Dismissing Yasser Arafat as no longer relevant, Israeli leaders retaliated for the latest Palestinian attacks by confining him to his West Bank headquarters, which were rocketed, although he was unhurt. Israeli tanks and troops also rolled back into Palestinian towns. The moves followed two suicide bombings and the ambush of a bus Wednesday that killed at least 10 Israelis and hurt about 30 others. The US and European Union said they planned to continue dealing with Arafat. Arab leaders were calling for an emergency meeting of the UN Security Council to address the developments. (Story, page 4.)

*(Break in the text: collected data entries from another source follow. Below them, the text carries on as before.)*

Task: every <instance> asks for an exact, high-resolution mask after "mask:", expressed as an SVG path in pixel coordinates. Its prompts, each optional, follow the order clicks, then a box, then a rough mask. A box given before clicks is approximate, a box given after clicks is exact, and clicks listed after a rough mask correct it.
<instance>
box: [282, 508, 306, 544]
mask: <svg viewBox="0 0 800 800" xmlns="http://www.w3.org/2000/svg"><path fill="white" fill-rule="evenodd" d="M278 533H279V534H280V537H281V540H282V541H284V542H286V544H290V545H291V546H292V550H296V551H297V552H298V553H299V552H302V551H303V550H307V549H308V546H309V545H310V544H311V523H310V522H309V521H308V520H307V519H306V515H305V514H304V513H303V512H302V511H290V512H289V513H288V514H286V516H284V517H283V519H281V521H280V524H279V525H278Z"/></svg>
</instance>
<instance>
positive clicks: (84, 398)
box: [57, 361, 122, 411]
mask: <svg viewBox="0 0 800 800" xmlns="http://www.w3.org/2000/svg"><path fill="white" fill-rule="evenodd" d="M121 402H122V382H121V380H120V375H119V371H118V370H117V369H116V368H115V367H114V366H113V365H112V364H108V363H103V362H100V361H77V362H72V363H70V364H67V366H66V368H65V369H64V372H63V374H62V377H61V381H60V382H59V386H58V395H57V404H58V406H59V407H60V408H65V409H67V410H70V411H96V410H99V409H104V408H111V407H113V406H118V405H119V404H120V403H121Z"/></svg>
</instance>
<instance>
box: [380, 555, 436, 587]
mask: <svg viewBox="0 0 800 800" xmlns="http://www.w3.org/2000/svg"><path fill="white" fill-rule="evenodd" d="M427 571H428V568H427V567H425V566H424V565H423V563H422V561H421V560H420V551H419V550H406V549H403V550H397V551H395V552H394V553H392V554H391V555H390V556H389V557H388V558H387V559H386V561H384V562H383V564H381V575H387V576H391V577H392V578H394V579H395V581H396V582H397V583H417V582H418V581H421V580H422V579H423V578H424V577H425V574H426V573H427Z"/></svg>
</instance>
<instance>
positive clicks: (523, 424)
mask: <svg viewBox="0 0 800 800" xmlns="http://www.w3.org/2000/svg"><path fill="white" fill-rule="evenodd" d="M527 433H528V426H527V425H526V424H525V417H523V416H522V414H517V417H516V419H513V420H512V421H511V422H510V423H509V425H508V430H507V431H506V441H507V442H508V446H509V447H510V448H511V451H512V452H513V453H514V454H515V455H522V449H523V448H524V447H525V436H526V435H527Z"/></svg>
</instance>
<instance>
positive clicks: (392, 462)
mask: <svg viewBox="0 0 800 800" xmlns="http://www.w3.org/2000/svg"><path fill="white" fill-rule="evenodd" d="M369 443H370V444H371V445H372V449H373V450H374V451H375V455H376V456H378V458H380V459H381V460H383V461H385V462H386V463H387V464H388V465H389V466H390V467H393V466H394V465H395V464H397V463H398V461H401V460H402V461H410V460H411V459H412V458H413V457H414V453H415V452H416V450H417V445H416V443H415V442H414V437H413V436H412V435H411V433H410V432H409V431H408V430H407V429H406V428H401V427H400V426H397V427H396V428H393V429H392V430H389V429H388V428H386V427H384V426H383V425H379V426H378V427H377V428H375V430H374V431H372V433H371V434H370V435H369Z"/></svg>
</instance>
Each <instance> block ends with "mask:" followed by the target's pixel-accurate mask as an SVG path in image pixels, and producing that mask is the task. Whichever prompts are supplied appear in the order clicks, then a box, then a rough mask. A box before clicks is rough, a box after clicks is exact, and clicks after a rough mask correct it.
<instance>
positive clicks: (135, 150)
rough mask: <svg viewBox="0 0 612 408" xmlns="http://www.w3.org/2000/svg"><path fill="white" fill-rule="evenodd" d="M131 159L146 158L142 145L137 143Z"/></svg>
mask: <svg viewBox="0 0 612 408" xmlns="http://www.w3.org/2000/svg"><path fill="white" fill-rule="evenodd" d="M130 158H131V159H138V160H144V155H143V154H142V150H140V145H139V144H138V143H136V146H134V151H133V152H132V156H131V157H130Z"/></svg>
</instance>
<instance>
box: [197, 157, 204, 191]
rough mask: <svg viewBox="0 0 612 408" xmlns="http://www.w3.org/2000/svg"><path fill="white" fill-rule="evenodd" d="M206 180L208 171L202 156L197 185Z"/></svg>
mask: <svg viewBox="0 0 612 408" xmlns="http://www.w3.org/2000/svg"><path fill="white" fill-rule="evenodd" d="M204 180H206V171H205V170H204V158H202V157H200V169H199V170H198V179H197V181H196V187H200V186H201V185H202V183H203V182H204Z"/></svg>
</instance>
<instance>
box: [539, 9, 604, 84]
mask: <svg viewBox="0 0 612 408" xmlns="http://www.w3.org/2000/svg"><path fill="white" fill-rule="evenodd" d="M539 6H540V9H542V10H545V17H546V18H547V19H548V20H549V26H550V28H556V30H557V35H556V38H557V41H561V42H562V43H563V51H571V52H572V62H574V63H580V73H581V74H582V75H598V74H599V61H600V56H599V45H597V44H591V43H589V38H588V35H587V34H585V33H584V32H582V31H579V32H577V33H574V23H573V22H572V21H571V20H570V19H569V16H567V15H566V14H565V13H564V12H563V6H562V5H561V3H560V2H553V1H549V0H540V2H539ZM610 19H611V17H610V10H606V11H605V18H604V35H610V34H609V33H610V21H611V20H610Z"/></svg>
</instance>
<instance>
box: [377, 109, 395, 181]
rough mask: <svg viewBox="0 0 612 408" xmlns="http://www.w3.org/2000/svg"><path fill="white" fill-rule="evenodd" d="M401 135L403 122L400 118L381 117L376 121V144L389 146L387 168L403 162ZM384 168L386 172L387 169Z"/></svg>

All five assailants and at least seven security police died in a suicide attack on India's Parliament house in New Delhi. No political leaders were hurt. There was no immediate claim of responsibility for the incident, but suspicion fell on Islamic militants fighting Indian rule in disputed Kashmir, where 38 people died two months ago in a similar raid on the state legislature. Above, police search the Parliament grounds for other attackers who might still be hiding.

Senior politicians in Russia - but not President Vladimir Putin - condemned the US decision to withdraw from the 1972 Antiballistic Missile Treaty, using such terms as "worse than a crime." In an address to religious leaders, Putin did not mention the move, although an aide said the Kremlin would not allow bilateral relations to be derailed. A senior member of parliament, however, predicted Russia would retaliate by pulling out of the START I and START II arms-reduction treaties. (Story, page 6; editorial, page 10.)

New snow was making the plight of holdout Osama bin Laden loyalists even more desperate as their mountain hiding places in eastern Afghanistan came under relentless attack from US warplanes and tribal fighters after a final surrender deadline was ignored. Meanwhile, in his first visit to Kabul, the capital, since being named Afghanistan's new interim administrator, Hamid Karzai was meeting with ousted President Burhanuddin Rabbani, who pledged his backing for the transfer of power. (Story, page 1; related opinion, page 11.)

Police braced for possible violence as tens of thousands of labor and antiglobalization activists gathered in Brussels to protest at a two-day conference of European Union leaders. The protesters planned to demand increased participation for unions in shaping EU policy and more and better-quality jobs.